Intrinsics vs Assembly
Author:  Date: 2013-04-05 15:46
Hi Agner --

The library looks great, and is very clear to read. I have a general question about the choice of intrinsics versus assembly versus templates libraries such as yours. With intrinsics, I'm having trouble convincing the compilers I've tried (gcc, clang, icc) to do things in the order I want, or to actually use the instructions I want. My particular case involves codecs for bit-packing integers SIMD. The general code looks like this:

vec4 = _mm_load_si128(in);
vec5 = _mm_load_si128(in); // second load to avoid data dependency

... (enough cycles for L1 latency)

vec0 = _mm_load_si128(in);
_mm_store_si128(out + 1, vec1);
vec2 = _mm_add_epi32(vec2, vec1);
vec3 = _mm_and_si128(vec3, mask);
vec4 = _mm_srli_epi32(vec4, 8);

vec1 = _mm_load_si128(in);
_mm_store_si128(out + 2, vec2);
vec3 = _mm_add_epi32(vec3, vec2);
vec4 = _mm_and_si128(vec4, mask);
vec5 = _mm_srli_epi32(vec5, 10);

...

This arrangement fits the execution ports of Sandy Bridge quite well. But the compilers all want to "optimize" it to something like this:

movdqu (%rdi), %xmm11 // read 'in' once from memory
movdqa %xmm11, %xmm0 // wait until %xmm11 is loaded
movdqa %xmm11, %xmm1 // copy 'in' reg to reg
...
movdqa %xmm11, %xmm4 // copy 'in' reg to reg
paddd %xmm0, %xmm2 // add previous
pand %xmm12, %xmm3 // mask
psrld $8, %xmm4

movdqa %xmm11, %xmm5 // copy 'in' reg to reg
paddd %xmm1 %xmm3 // add previous
pand %xmm12, %xmm4 // mask
psrld $10, %xmm5
....
movdqu %xmm1, 400(%rsi)
movdqu %xmm2, 416(%rsi)

The moves from memory on P23 have been replaced by register copies on P015, and the stores have all been put at the end. The instructions have been reordered so we spend a few extra cycles waiting for data. Instead of using P0, P1, P2, P4, and P5, we now have contention.

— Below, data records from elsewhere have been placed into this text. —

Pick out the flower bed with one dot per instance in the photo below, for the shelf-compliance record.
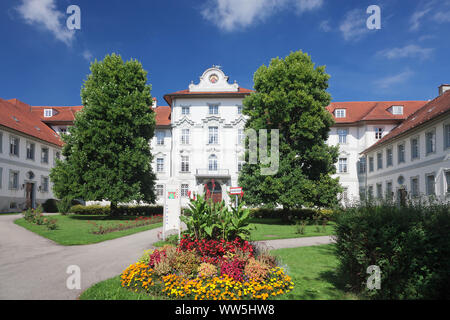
(208, 270)
(138, 222)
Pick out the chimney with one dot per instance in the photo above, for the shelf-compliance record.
(443, 88)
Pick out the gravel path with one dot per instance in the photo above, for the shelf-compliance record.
(33, 267)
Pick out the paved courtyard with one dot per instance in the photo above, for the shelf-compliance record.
(33, 267)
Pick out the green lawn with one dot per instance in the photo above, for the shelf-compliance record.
(267, 229)
(75, 229)
(311, 268)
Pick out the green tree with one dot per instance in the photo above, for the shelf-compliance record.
(107, 152)
(291, 96)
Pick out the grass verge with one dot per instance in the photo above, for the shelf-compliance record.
(75, 229)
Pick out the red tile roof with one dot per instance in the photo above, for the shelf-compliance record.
(162, 115)
(17, 115)
(241, 91)
(60, 114)
(373, 110)
(428, 112)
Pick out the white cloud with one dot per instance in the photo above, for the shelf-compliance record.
(354, 27)
(230, 15)
(408, 51)
(87, 55)
(393, 80)
(43, 13)
(325, 26)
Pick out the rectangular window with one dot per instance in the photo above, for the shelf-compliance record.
(44, 155)
(379, 161)
(414, 148)
(446, 136)
(370, 192)
(379, 190)
(213, 109)
(159, 190)
(430, 184)
(342, 165)
(213, 135)
(415, 187)
(339, 113)
(240, 165)
(30, 150)
(160, 165)
(160, 135)
(241, 136)
(185, 110)
(185, 133)
(184, 190)
(362, 165)
(378, 133)
(184, 164)
(430, 138)
(14, 146)
(389, 194)
(342, 133)
(389, 157)
(44, 183)
(401, 153)
(447, 180)
(13, 180)
(48, 113)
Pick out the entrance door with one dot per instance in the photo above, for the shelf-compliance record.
(29, 194)
(402, 195)
(215, 194)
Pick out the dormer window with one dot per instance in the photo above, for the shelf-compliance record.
(339, 113)
(48, 113)
(397, 110)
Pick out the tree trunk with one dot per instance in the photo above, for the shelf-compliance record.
(113, 209)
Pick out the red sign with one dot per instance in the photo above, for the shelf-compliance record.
(235, 190)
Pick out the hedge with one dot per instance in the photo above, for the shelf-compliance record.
(122, 210)
(292, 214)
(411, 245)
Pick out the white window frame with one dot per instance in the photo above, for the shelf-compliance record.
(340, 113)
(160, 165)
(213, 135)
(433, 142)
(48, 113)
(185, 136)
(184, 189)
(185, 164)
(342, 136)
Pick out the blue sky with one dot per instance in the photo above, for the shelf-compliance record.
(43, 63)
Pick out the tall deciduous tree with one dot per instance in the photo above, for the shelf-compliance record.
(107, 152)
(291, 96)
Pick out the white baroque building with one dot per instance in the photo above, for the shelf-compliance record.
(199, 140)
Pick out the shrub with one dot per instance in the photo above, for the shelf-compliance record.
(64, 205)
(138, 210)
(207, 270)
(256, 270)
(50, 206)
(187, 263)
(411, 245)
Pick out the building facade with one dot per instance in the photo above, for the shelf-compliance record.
(199, 140)
(413, 160)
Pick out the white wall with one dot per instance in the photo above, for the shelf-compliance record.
(23, 165)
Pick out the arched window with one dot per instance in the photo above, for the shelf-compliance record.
(212, 163)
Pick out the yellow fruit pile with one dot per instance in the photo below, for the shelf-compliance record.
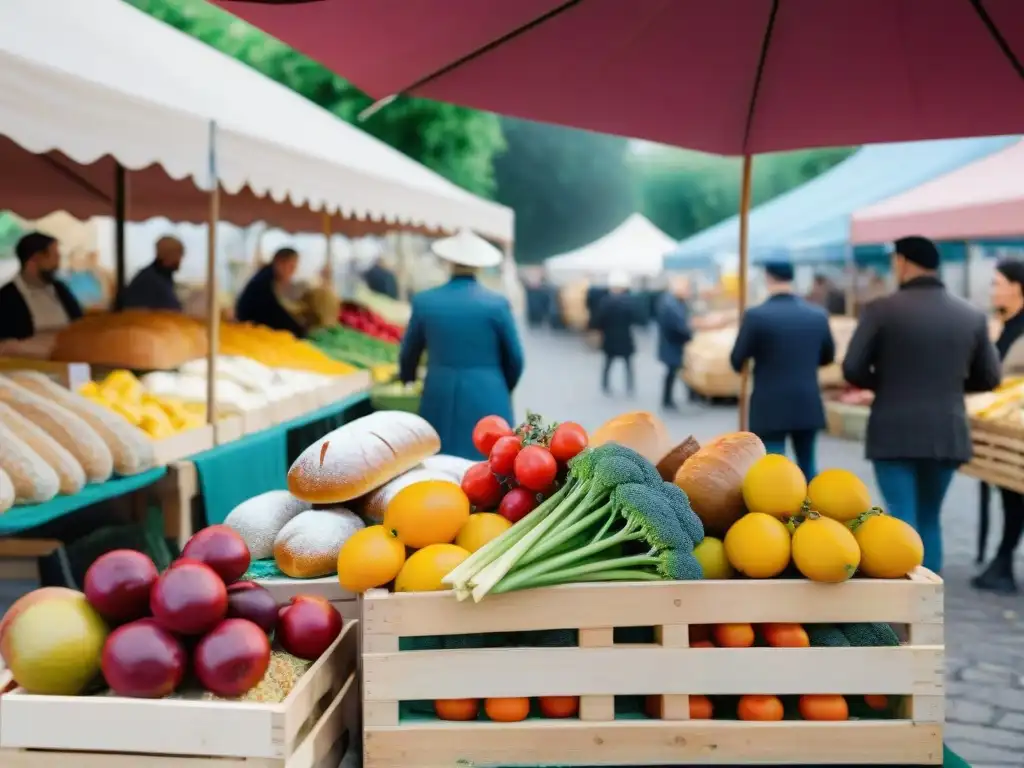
(158, 417)
(826, 530)
(278, 349)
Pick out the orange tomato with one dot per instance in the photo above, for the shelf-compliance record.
(733, 635)
(507, 710)
(785, 636)
(457, 709)
(559, 707)
(823, 707)
(759, 708)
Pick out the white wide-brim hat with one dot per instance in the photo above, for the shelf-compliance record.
(467, 249)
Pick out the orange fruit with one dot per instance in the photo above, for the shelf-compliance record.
(371, 557)
(559, 707)
(823, 707)
(457, 709)
(427, 512)
(507, 710)
(760, 708)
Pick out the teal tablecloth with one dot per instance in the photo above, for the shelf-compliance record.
(231, 473)
(18, 519)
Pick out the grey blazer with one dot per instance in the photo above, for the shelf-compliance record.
(921, 350)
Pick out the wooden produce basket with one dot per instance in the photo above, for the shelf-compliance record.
(306, 730)
(998, 455)
(598, 671)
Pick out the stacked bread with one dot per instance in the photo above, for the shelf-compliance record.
(55, 441)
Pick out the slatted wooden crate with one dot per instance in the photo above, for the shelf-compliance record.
(306, 730)
(598, 671)
(998, 455)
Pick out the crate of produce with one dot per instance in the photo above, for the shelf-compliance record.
(308, 729)
(899, 688)
(998, 454)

Does your approach make it easier to keep things in the desired ordering and executing the exact operations? Have you found any compiler tricks to make this more likely to happen? I haven't figured out how to do so without disabling all optimizations globally.

   
Intrinsics vs Assembly
Author: Agner Date: 2013-04-06 02:27
It's a matter of how the compiler optimizes. The compiler will often reuse a memory load to minimize cache contentions. But you are right, there are situations where it is better to re-load the same value in order to reduce the load on other execution ports or to make dependency chains shorter. In many cases, the best compilers (Gnu, Intel) optimize better than a decent assembly programmer does. But there are also many cases where compilers are doing incredibly silly things. If you have a very critical hotspot and the compiler is not optimizing it good enough, then the only alternative is to use assembly.

The tradeoff between copying a previously loaded value versus loading it again disappears with the AVX instruction set where you have non-destructive three-operand instructions.